Thursday, April 26, 2012

AHA-1 in 4 Homeless are Veterans

When you see a homeless person on the street, what is are your initial thoughts? Do you see the tattered clothes, perhaps dirty faces and weathered signs reading "Homeless Veteran, please help. God Bless" and think, oh they are just trying to get money or food for free? Do you stop and consider what these people may have been through before making a judgment?

Today, we learned about the veterans in America who are homeless. Veterans have fought hard to keep our country safe and secure, yet many of them are without homes, because they are injured and cannot work or keep jobs to pay for housing. We watched a video about a homeless veteran, and it was very sad to watch a grown man who has worked so hard, go without. The group presenters showed us different organizations connected with the United States Department of Veterans Affairs, and among these organizations, there are many places to help homeless veterans. I learned that 1 in 4 homeless persons are veterans, and this is a very sad statistic. Being those who have worked hard to protect our home, the United States of America, shouldn't ALL veterans be guaranteed a safe and comfortable home?

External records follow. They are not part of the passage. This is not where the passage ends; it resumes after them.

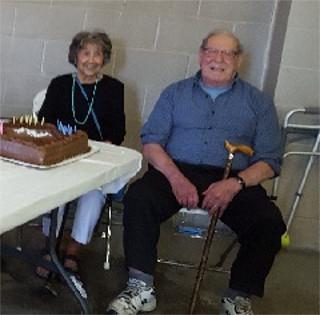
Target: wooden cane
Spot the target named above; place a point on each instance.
(232, 149)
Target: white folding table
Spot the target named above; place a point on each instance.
(27, 192)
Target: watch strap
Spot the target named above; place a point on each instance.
(240, 181)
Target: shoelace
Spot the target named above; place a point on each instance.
(79, 286)
(243, 305)
(132, 291)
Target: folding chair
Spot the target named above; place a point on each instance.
(193, 223)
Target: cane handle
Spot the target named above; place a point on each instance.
(232, 148)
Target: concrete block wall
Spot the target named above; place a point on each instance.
(297, 87)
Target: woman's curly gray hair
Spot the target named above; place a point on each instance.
(96, 37)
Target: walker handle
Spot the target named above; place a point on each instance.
(312, 110)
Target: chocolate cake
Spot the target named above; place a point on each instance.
(40, 143)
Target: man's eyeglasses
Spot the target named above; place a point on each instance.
(227, 54)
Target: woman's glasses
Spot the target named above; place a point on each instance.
(226, 54)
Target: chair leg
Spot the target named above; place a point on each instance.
(106, 264)
(218, 267)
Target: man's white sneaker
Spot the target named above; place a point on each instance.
(237, 306)
(136, 297)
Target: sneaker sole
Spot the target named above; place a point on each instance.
(149, 306)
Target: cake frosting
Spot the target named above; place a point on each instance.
(40, 143)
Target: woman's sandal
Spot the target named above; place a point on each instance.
(73, 270)
(42, 272)
(71, 264)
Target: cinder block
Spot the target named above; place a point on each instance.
(148, 66)
(298, 87)
(5, 52)
(134, 99)
(20, 61)
(304, 14)
(163, 7)
(152, 95)
(234, 10)
(56, 58)
(301, 48)
(184, 34)
(254, 38)
(108, 20)
(58, 22)
(137, 30)
(95, 4)
(20, 90)
(7, 14)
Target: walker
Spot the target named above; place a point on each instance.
(312, 130)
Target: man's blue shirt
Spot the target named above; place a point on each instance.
(192, 128)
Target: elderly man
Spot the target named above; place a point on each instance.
(183, 141)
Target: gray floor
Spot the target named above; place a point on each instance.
(292, 287)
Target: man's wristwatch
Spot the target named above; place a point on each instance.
(240, 181)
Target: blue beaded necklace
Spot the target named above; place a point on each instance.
(90, 104)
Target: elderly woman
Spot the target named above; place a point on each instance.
(93, 102)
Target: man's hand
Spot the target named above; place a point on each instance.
(184, 191)
(219, 194)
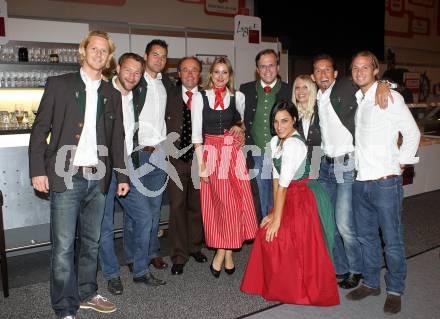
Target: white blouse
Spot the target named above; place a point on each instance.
(294, 152)
(197, 110)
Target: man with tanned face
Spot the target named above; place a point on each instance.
(260, 96)
(83, 114)
(337, 106)
(378, 191)
(186, 231)
(149, 99)
(137, 221)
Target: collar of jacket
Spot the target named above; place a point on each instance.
(80, 96)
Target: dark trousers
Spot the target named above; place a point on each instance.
(185, 224)
(83, 205)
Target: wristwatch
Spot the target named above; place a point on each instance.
(392, 85)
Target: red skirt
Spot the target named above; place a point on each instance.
(295, 267)
(227, 205)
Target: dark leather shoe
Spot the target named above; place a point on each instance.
(215, 273)
(199, 257)
(177, 269)
(341, 277)
(351, 282)
(158, 263)
(392, 305)
(149, 280)
(230, 271)
(115, 286)
(362, 292)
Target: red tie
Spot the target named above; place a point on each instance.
(219, 98)
(189, 94)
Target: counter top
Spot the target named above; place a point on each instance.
(15, 131)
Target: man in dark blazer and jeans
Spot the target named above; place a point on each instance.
(261, 95)
(186, 231)
(83, 115)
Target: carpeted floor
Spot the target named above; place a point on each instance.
(196, 294)
(421, 299)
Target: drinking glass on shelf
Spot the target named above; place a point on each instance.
(4, 120)
(19, 114)
(12, 120)
(25, 120)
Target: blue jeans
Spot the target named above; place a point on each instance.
(83, 205)
(379, 204)
(264, 182)
(141, 222)
(337, 180)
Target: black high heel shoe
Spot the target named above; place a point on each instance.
(230, 271)
(215, 273)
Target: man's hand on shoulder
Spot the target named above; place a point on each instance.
(41, 183)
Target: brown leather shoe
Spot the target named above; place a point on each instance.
(392, 305)
(362, 292)
(158, 263)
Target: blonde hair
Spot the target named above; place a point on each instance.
(85, 42)
(305, 111)
(220, 60)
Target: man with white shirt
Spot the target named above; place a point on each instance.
(137, 220)
(260, 97)
(149, 100)
(83, 114)
(336, 109)
(185, 231)
(378, 191)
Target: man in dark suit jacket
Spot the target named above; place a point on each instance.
(186, 231)
(261, 95)
(83, 115)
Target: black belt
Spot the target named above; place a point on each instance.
(88, 169)
(384, 177)
(337, 159)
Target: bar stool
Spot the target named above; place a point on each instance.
(3, 261)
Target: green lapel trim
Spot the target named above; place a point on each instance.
(102, 100)
(336, 103)
(80, 93)
(139, 102)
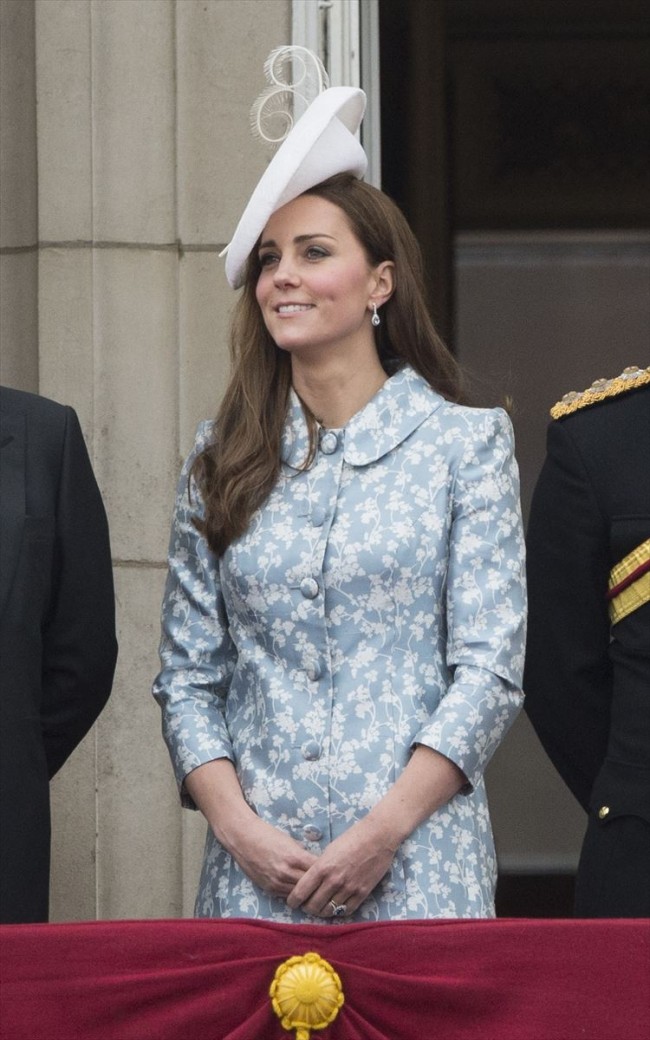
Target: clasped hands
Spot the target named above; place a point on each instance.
(342, 876)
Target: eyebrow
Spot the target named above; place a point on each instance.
(297, 239)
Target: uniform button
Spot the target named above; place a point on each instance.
(312, 833)
(329, 443)
(309, 588)
(311, 751)
(314, 672)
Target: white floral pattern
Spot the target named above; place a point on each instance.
(375, 601)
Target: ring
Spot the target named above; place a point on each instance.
(338, 910)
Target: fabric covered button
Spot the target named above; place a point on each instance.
(311, 833)
(329, 442)
(309, 588)
(311, 751)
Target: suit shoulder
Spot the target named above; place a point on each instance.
(32, 406)
(601, 391)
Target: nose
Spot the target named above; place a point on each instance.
(285, 273)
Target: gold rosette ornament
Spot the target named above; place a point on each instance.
(306, 994)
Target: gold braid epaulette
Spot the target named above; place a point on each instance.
(600, 390)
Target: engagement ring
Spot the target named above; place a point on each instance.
(338, 911)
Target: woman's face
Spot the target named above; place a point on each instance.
(315, 284)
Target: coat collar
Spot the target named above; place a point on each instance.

I decided to research the Veteran Justice Outreach Initiative, a program that helps to eliminate the unnecessary criminalization of mental illness and extended incarceration among Veterans. The program will do this by ensuring that Veterans who struggle with mental illness or substance abuse are given adequate medical attention and services before they are released. A lot of individuals who have fought in wars suffer from mental illnesses, especially Post Traumatic Stress Disorder. It makes me very sad to think that some Veterans end up homeless because they needed more recovery and rehabilitation time, and are not given it. The VJO helps ensure that these Veterans get the time and access they need to services, so they have a better chance of re-incorporating themselves into society. My poster includes the organization's name (Veteran Justice Outreach Initiative), the three things that it sets out to do (in white), as well as contact information for the two program directors. I also included the url, in case readers want to visit the VJO site.

This organization will help Veterans by extending extra medical attention and care to those who need mental health services. I think that knowing about it will also help change our perceptions about homeless Veterans. This poster is a visual that was created to spread awareness about a program that is helping homeless Veterans around the United States. I hope that others will reconsider what they think when they see these homeless individuals, because they are not just "some bums" looking for easy money. They fought for us. Now let's fight for them.